For years, cannabis’ lack of a drug identification number (DIN) issued by Health Canada was a sticking point for providers. Dave Jones, SVP, Group Benefits at Sun Life explains how the firm eventually got past that obstacle.

“We are doing this under a process called prior authorisation, so that allows us to receive an application from a plan member that includes their physician’s authorization and proves that cannabis has been dispensed from a Government of Canada approved dispensary. We adjudicate the claim that way so we don’t need a drug identification number.”

Sun Life has also limited coverage to five conditions – cancer, multiple sclerosis, rheumatoid arthritis, HIV/AIDS or patients requiring palliative care. There is growing medical evidence that those illnesses and associated symptoms can be alleviated using medicinal cannabis, which is why Sun Life saw fit to change tack at this point.

“It’s something we have been considering for some time,” says Jones. “Our clients have been looking more and more at medical cannabis. Client demand is driving us to offer it as an option outside of the HAS (health spending account) so that plans can increase coverage for the medical conditions that are covered.”

Coverage for the drug ranges from $1,000 to $6,000 per plan member, but Jones doesn’t foresee that having a major impact on premiums for plan sponsors. While the cost of cannabis prescriptions will be added to plans, it will likely mean less use of other, usually more expensive, drugs, he explains.

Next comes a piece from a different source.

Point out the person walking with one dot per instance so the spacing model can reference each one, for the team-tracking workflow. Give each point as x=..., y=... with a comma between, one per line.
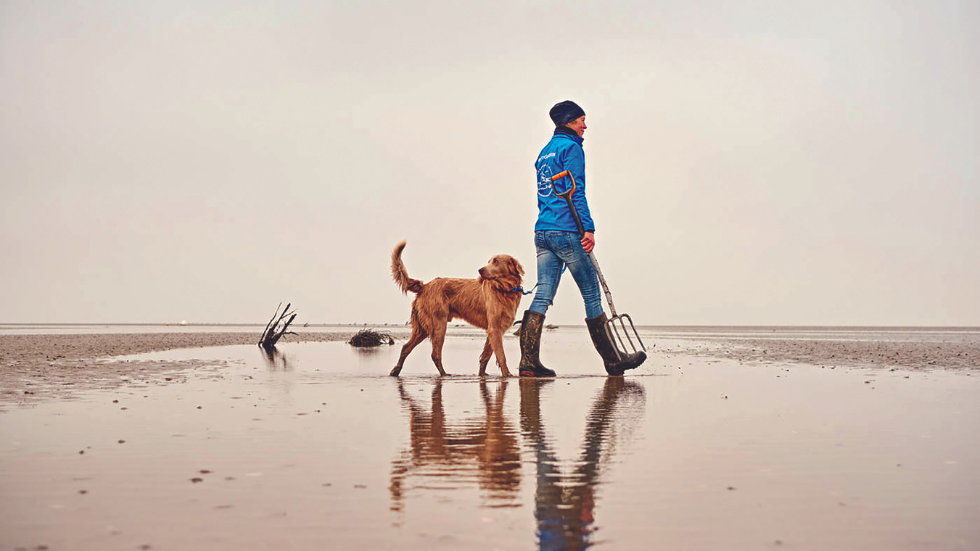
x=559, y=245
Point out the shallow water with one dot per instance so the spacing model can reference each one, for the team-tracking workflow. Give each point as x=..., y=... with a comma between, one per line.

 “For plans that decide to have the coverage, they will see an increase in usage only with plan members that have one of those five disease states,” says Jones. “They may also see a decrease in other drugs and forms of therapy as plan members work with their treating physicians to manage their pain and care. It will probably take a number of months to a couple of years to really know what the impact is, but we expect it to be minimal.”

Forgetting cost for a moment, Jones explains that this decision was made in good faith to help people that are suffering. Sun Life has been offering cannabis coverage through healthcare spending accounts on a limited basis for a number of years now, so this latest move simply builds on that position.

“When we step back and look at our purpose as an organisation, we see our role as helping our clients to live a healthier life – it’s not a tagline, we are true to that,” he says. “In this case, you have medical evidence that shows that for each of these illnesses and the associated symptoms, the health benefit to people outweighs the risk. We have an opportunity here to help Canadians get the treatment they need to manage their medical conditions. It’s something we are only too happy to do.”